A quindici anni di distanza dalla partita a carte della vigilia di Natale in cui perse 550 milioni di lire, Franco Mattioli torna a Bologna perché ha saputo che il suo amico Lele - di professione critico cinematografico, presente alla fatidica partita (era riuscito a vincere 500 mila lire) - ha un male incurabile. In tutti questi anni Franco ha pensato continuamente alla partita e adesso sa che è arrivato il momento della rivincita. Per questo decide di convincere le persone presenti nel 1986 (oltre a Lele, Ugo Cavara, Stefano Bertoni e Antonio Santelia) a giocare nuovamente.  
Un'altra notte di Natale da profanare, come diciassette anni prima quando alle 5 e 30 del mattino si chiuse una partita a poker che costrinse Franco a lasciare assegni postdatati per oltre cinquecento milioni di vecchie lire. La rovina o la rinascita? È la notte della rivincita, del riscatto, di un passato da chiudere e dal quale allontanarsi e soprattutto - come avverte la citazione di Cioran all'inizio del film - della vendetta, dell'animo, in ogni caso, avvelenato. A fare da mazziere è Pupi Avati che ritrova i suoi personaggi e i suoi bravissimi attori (Diego Abatantuono, Gianni Cavina, Alessandro Haber, George Eastman e Carlo Delle Piane), trasformati naturalmente dal tempo, affinati nella tecnica e diretti benissimo, per chiudere la partita di una vita. Per rispondere a quella domanda impellente che balugina alla fine di ogni bella storia: ora che cosa accadrà ai protagonisti? Che cosa faranno? Dove andranno? Chi incontreranno? Cambieranno? Il cinema ha escogitato l'espediente dei sequel per vendere risposte e gadget. Avati pensa, invece, a una tradizione letteraria classica, sa come auscultare il cuore dei protagonisti e sa immaginarne le mosse, i segnali di intesa, le ferite, le frustrazioni, la voglia di rivalsa, l'intenzione di pareggiare i conti con il destino cinico e baro. L'azzardo di una puntata al buio, il rischio di un rilancio, il bluff e l'inganno sono "incidenti" ed espedienti abbastanza normali nell'esistenza condensata dei personaggi cinematografici e si verificano anche in quella più distesa degli spettatori. Questa connessione dona al poker un fascino metaforico che Avati, da ottimo regista, sa descrivere e proporre con un tocco preciso, incisivo, serrato. Il suo intreccio, in cui i flashback sono presi da Regalo di Natale, ha molte analogie con una partita ricca di sorprese, di dettagli (i riferimenti al cinema vanno aldilà delle multisale possedute da Franco o dell'impiego in Cineteca di Lele), di sfumature e di ribaltamenti. Una mano di gioco si può passare. Il tempo, con un'ombra di pessimismo, ci passa dentro e si accaparra tutte le poste. “È lecito non vendicarsi?
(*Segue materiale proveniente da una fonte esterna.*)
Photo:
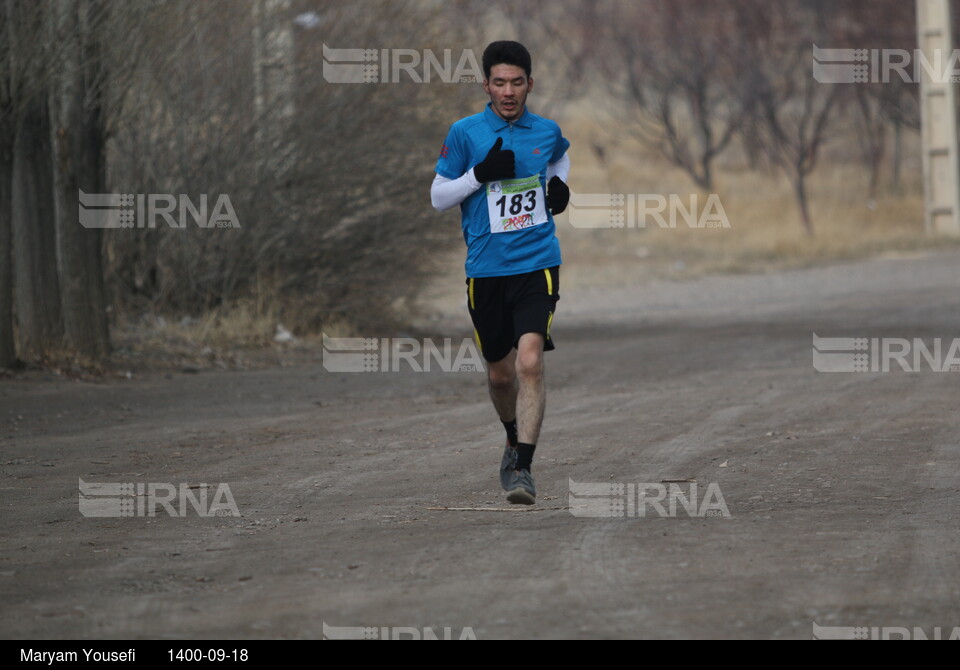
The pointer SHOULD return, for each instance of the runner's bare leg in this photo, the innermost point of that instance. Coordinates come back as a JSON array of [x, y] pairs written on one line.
[[502, 382], [531, 399]]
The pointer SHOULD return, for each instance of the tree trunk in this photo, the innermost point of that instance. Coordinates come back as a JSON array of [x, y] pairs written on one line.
[[7, 350], [800, 190], [78, 160], [897, 156], [37, 291]]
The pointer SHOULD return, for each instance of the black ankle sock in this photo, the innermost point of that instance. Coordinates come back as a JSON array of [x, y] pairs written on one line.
[[511, 428], [525, 455]]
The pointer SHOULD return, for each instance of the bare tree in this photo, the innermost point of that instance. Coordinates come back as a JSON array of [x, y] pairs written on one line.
[[7, 129], [675, 67], [36, 282], [77, 133], [791, 111]]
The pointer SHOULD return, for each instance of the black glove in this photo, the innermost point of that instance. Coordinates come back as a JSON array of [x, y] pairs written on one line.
[[496, 166], [558, 195]]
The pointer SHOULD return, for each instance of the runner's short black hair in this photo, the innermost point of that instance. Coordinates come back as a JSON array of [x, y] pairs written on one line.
[[505, 52]]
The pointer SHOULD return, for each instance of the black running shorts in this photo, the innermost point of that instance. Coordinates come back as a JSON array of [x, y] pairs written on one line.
[[504, 308]]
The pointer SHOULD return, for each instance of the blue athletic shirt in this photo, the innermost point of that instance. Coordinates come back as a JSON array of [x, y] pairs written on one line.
[[535, 142]]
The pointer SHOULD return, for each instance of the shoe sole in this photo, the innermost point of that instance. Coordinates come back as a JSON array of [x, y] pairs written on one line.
[[520, 496]]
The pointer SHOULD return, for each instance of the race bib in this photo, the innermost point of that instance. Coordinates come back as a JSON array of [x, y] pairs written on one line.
[[515, 204]]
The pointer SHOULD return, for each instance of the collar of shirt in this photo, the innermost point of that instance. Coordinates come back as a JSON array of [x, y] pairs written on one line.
[[496, 123]]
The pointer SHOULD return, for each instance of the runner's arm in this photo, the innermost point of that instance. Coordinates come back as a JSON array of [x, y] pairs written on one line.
[[559, 169], [446, 193]]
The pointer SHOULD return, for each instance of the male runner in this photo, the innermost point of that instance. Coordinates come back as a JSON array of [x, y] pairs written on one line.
[[507, 169]]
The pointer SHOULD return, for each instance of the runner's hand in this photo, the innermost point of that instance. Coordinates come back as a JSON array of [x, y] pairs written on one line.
[[558, 195], [496, 166]]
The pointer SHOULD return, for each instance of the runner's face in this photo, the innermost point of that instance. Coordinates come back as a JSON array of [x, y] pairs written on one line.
[[508, 86]]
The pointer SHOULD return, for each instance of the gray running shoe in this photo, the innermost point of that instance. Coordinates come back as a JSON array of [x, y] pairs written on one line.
[[521, 490], [507, 465]]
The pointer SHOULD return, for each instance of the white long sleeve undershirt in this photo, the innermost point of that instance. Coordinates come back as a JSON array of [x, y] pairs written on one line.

 Non vendicarsi avvelena l’animo almeno quanto vendicarsi, se non di più” sostiene Emil Cioran in apertura. Più che una rivincita, al centro del sequel del cult movie del 1986 c’è la vendetta. Se è vero che si serve fredda, diciott’anni è un buon lasso di tempo per prepararla. A cucinarla ci pensa sempre il demiurgo Pupi nella fase più fertile della sua carriera, riproponendo quei cinque giocatori con qualche anno in più sulle spalle ed esperienze diverse. Franco, che si è ripreso dalla batosta e continua la sua attività gestendo sale cinematografiche, viene a sapere che a Bologna quella partita raccontata nel Regalo è diventata una leggenda nella città delle due torri e che Lele, decaduto a dipendente comunale alla cineteca, è gravemente malato. Franco allora ricontatta Stefano – rimasto sostanzialmente uguale – e Ugo – finito a servire in un ristorantino etnico – e ripesca l’avvocato Santelia, sempre più viscido. Ed ecco quindi il secondo round del gioco al massacro: chi la spunterà? E non si sottovaluti il fatto che spesso la vecchiaia inacidisce, rende più cinici, e se si coniuga con la disperazione sono, senza usare tante perifrasi perché il film è duro ed aspro, cazzi amari. Un film, ancor di più rispetto al prequel, sullo squallore e sulla solitudine, non lasciando per strada nemmeno una speranza, finendo col realizzare una delle opere più pessimiste e senza scrupoli dell’ultimo cinema nostrano.